PROJECT SUMMARY/ABSTRACT
The epithelial stem cells for the corneal epithelium and their immediate progeny, the early TA cells, are
preferentially located in the basal layer of the limbal epithelium and are key for maintaining corneal epithelial
homeostasis. The early TA cells migrate toward central cornea and populate the peripheral corneal epithelial
basal layer. The more mature or late TA cells are believed to reside in the central corneal epithelial basal layer.
This paradigm of corneal epithelial stem/TA cell/post-mitotic cell is over 30 years old and some of the features
of these three populations have been defined. However, due to the heterogeneity of the limbal and peripheral
corneal epithelial basal layer, it has been extremely difficult to isolate the stem/early TA cell population. Thus, it
was technically difficult for the characterization of stem vs early TA versus late TA cells. We have conducted
single cell RNA sequencing and established a single cell transcriptome for discrete limbal/corneal epithelial cell
populations. Unbiased clustering identified stem/early TA, late TA and differentiated epithelial cells. Using this
single cell transcriptome data, we discovered that ID3 was one of the highest expressed genes in stem cell
population. ID3 is a key regulator for maintaining stem cell homeostasis in several non-ocular tissues and not
previously recognized in corneal/limbal epithelium.

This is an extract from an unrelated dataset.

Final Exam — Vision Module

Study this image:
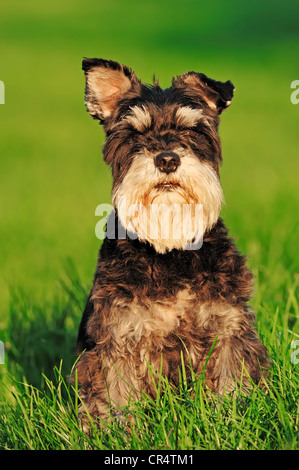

ID3 proteins were specifically detected in stem cell-enriched
limbal epithelial basal layer and nearly undetectable in corneal epithelium. Depletion of ID3 in limbal epithelium
reduced the numbers of cells expressing putative limbal epithelial stem cell (LESC) markers, suggesting that
ID3 plays a positive role in maintaining LESCs, which will be investigated in Aim1. Our preliminary data also
lead to the idea that LRRK1 is a positive regulator of ID3 in limbal epithelium via targeting CaMKIIb and/or
CTCF (Aim2) and LRRK1/CaMKIIb/CTCF/ID3 axis may help maintain LESCs (Aims1 and 2). To accomplish
these goals, we will capitalize on our ability to modulate LRRK1, ID3, CaMKIIb and CTCF levels in
complimentary model systems that include submerge cultured primary cells, 3-D organotypic raft cultures, and
mice. Dysregulation of ID3 is associated with the pathogenesis of various diseases (e.g., Sjögren's Syndrome).
Knowledge on how ID3 is regulated will translate into a better understanding of the pathogenesis of the
diseases with dysregulation of ID3. Since abnormal LESC homeostasis is involved in various corneal epithelial
disorders (e.g., diabetic cornea), the knowledge gained from this proposal may provide a rationale for
developing novel therapeutics based on modulating the expression of ID3 for treating these cornea diseases
associated with compromised LESCs.

## Key facts

- **NIH application ID:** 10470883
- **Project number:** 5R01EY032922-02
- **Recipient organization:** NORTHWESTERN UNIVERSITY
- **Principal Investigator:** Han Peng
- **Activity code:** R01 (R01, R21, SBIR, etc.)
- **Funding institute:** NIH
- **Fiscal year:** 2022
- **Award amount:** $388,000
- **Award type:** 5
- **Project period:** 2021-09-01 → 2026-07-31

## Primary source

NIH RePORTER: https://reporter.nih.gov/project-details/10470883

## Citation

> US National Institutes of Health, RePORTER application 10470883, Single-cell RNA sequencing reveals novel regulatory pathways in maintaining limbal epithelial stem cell homeostasis (5R01EY032922-02). Retrieved via AI Analytics 2026-05-23 from https://api.ai-analytics.org/grant/nih/10470883. Licensed CC0.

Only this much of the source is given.